Results All five ML models showed good performance, with area under the ROC curve (AUC) ranging from 0.798 to 0.921. LightGBM and XGBoost demonstrated the best performance, outperforming the other models (P<0.05). The ML models constructed with radiomics-clinical features performed better than those constructed using only radiomic features (P<0.05). The SHAP visualization of the best-performing models indicated that the anteroposterior diameter, superoinferior diameter, original_shape_VoxelVolume, age, wavelet-LHL_firstorder_10Percentile, and left-to-right diameter had the most significant effect on the LightGBM model.
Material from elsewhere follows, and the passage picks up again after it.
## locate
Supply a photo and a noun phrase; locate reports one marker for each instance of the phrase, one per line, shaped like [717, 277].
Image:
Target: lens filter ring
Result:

On the other hand, the superoinferior diameter, anteroposterior diameter, left-to-right diameter, original_shape_VoxelVolume, original_firstorder_InterquartileRange, and age had the most significant effect on the XGBoost model.
Conclusion ML models based on radiomics and clinical features can accurately evaluate the cervical lymph node status in patients with HT combined with PTC. Among the 5 ML models, LightGBM and XGBoost demonstrate the best evaluation performance.